After months of protests, a crowd invaded the presidential palace in Colombo on Saturday, the corollary of a serious crisis caused by the lack of foreign currency for imports.

Four out of five inhabitants must skip a meal due to the catastrophic economic situation. The country declared in April a default on its debt of 51,000 million dollars and is in negotiations with the International Monetary Fund (IMF).

The lack of foreign currency caused a fuel shortage that has almost paralyzed the country.

Prime Minister Ranil Wickremesinghe, whom the president appointed as interim head of state in his absence, called for the eviction of state buildings and instructed security forces to do whatever “necessary to restore order.”

The curfew was lifted early yesterday, but police said a soldier and an officer were injured in clashes overnight outside Parliament.

affected continent

In North Africa, Tunisia is facing a food crisis due to the Russian blockade of cereals from Ukraine caused by the Russian invasion and the increase in international prices.
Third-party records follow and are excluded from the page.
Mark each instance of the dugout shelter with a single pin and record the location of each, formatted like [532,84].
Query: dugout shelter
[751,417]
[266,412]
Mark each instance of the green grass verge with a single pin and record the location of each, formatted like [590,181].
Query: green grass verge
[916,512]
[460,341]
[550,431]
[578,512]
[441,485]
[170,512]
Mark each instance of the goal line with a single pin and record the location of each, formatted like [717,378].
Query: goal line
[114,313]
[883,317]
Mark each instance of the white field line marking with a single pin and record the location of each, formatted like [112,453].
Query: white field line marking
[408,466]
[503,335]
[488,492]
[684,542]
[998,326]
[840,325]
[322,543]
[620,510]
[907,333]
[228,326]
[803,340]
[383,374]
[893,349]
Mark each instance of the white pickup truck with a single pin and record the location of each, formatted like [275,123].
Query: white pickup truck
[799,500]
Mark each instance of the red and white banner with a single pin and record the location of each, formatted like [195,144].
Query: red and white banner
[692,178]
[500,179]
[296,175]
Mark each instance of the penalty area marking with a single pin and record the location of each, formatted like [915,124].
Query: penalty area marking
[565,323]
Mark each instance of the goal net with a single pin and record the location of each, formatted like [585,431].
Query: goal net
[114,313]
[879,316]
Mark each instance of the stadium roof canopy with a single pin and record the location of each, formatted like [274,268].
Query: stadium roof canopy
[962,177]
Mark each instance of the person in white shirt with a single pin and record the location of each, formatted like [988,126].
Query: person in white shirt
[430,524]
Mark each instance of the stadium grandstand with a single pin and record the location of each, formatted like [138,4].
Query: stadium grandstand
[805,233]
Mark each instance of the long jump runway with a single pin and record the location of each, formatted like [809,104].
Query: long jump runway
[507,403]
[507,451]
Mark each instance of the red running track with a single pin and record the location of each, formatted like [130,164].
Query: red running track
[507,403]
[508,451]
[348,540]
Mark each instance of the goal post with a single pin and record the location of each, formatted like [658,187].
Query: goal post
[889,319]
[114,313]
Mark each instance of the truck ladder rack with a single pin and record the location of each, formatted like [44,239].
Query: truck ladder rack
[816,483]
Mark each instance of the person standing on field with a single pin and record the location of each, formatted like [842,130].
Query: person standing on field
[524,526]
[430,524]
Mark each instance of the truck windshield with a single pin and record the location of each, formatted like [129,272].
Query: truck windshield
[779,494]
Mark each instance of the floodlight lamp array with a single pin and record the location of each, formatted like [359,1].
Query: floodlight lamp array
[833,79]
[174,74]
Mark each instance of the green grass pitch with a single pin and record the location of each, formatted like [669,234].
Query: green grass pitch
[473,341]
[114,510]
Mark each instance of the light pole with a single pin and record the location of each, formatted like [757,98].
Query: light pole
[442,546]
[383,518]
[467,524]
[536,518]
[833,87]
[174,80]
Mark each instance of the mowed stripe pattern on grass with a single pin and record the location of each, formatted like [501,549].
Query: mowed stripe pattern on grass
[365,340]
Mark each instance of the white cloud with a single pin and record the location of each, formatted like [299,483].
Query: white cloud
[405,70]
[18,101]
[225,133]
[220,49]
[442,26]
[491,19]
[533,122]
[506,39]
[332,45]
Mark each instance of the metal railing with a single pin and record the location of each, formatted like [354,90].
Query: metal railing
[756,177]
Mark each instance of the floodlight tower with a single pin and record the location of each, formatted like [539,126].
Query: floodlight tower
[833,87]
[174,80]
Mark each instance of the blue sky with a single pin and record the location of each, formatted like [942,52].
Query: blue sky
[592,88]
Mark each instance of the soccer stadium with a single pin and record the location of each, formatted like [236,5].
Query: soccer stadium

Likewise, El País reported yesterday that “the rise in prices in Africa, especially gasoline and basic necessities, due to the war in Ukraine, with an inflation rate of over 14% in a dozen countries and runaway in many of them, it is already generating the first consequences in the form of increasingly intense citizen protests”.

Specifically, the Spanish newspaper mentions the cases of Ghana, Sierra Leone, Zimbabwe and Ethiopia. Likewise, in South Africa and Senegal, “recent political demonstrations led by the opposition also have an economic background, of citizen weariness in the face of famine.”